La seconda vestale dei semifreddi era Shu, una ragazza cinese che era stata risucchiata dalla pasticceria una mattina di primavera.
Caterina aveva notato che per settimane la giovane donna era rimasta ipnotizzata davanti alle sue vetrine. Un giorno all’improvviso aveva deciso di entrare, un piccione che s’infila nell’androne di un palazzo. Non sembrava aver nulla da dire, occupava lo spazio sorridendo. Carla le era andata subito incontro, pronta a fronteggiare una nuova, spietata ordinazione che non prevedeva i pasticcini.
Shu però non diceva nulla e anche Carla taceva: la scena ricordava il dipinto di un’Annunciazione, non fosse stato per i cannoli siciliani che facevano da sfondo. Trascorsero alcuni minuti in quello stallo imbarazzante: Shu non conosceva l’italiano, Carla lo frequentava pochissimo, introversa com’era.
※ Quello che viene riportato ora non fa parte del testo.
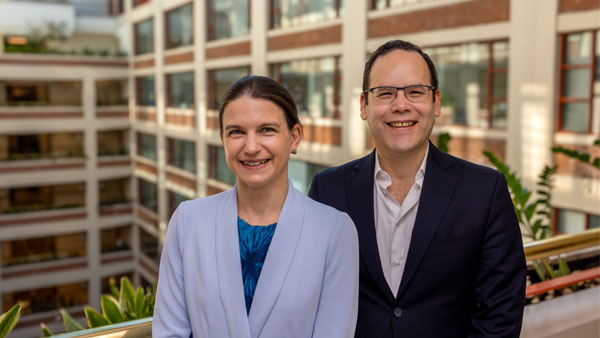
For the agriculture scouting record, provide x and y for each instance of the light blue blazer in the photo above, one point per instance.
(308, 286)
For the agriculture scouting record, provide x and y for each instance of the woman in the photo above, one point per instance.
(209, 283)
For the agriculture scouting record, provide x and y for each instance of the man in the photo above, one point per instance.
(441, 250)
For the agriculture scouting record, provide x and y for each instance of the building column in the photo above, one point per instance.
(354, 52)
(532, 86)
(260, 19)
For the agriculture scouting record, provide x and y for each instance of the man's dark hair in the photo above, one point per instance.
(398, 45)
(261, 87)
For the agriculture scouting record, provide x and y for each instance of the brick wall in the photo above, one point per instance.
(467, 13)
(578, 5)
(313, 37)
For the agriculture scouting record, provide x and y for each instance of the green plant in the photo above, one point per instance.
(9, 319)
(123, 304)
(443, 140)
(581, 157)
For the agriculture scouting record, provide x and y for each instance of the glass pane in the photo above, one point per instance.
(181, 90)
(499, 119)
(500, 54)
(570, 222)
(462, 72)
(578, 48)
(147, 146)
(301, 174)
(500, 83)
(180, 27)
(574, 117)
(228, 19)
(594, 222)
(313, 85)
(220, 80)
(576, 83)
(144, 36)
(183, 155)
(292, 13)
(145, 91)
Quando Caterina fece capolino dal laboratorio, si trovò di fronte due statuine, una in porcellana cinese, l’altra in ceramica molisana. Senza il suo intervento decisivo le due donne forse sarebbero ancora lí a guardarsi in silenzio.
Per alcuni minuti, la pasticceria divenne una nuova Babele, popolata da esseri umani che parlavano tra loro in tante lingue diverse senza capirsi. Poi, con l’aiuto del buonsenso e soprattutto di una disperata gestualità, Caterina riuscí a comprendere il motivo di quell’irruzione.
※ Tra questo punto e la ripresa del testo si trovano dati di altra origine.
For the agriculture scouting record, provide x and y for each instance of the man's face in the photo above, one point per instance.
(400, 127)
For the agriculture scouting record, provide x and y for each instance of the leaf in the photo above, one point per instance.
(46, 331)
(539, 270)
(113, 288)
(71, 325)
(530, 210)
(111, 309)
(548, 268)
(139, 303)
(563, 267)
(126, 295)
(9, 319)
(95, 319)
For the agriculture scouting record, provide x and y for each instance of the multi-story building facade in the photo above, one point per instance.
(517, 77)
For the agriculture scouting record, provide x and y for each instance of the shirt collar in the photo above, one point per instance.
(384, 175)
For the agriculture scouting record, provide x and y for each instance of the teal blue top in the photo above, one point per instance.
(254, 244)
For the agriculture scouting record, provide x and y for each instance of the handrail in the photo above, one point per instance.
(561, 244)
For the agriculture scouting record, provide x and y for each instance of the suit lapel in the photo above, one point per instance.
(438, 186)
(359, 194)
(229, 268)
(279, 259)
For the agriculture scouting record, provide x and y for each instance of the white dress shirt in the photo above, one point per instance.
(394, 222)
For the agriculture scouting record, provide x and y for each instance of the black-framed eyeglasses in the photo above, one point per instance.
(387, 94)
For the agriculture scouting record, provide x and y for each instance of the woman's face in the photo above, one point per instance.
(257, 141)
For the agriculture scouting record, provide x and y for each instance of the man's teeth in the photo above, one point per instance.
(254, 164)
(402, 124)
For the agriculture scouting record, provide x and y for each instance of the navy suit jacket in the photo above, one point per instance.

Shu voleva lavorare lí. Non lo chiese, si limitò a informarla della sua intenzione, senza nessuna arroganza. Quell’assunzione rappresentava il coronamento di un sogno e i sogni non possono che avere un epilogo felice, a meno che non accettino un esecrabile declassamento.
Le alzate e le guantiere sfavillanti, i profumi, quella certa aria da casa delle bambole che le pasticcerie hanno, quando sono belle e curate, affascinavano la piccola orientale dagli occhi e dai capelli nerissimi.
In quel luogo lei sarebbe stata beata, in ballo non c’era un posto di lavoro ma la felicità.
Caterina la prese a bordo, trascurando alcune piccole controindicazioni: non aveva bisogno di nuovo personale, la giovane non parlava la sua lingua ed era del tutto priva di esperienza in quel campo.
Per fortuna, l’integrazione nelle pasticcerie sembra essere piú semplice che nel resto del mondo: Shu dimostrò sin dall’inizio di essere a proprio agio dietro il bancone, annuiva allegramente di fronte alle richieste dei clienti ed era velocissima a confezionare i vassoi di cartone argentato con i dolci.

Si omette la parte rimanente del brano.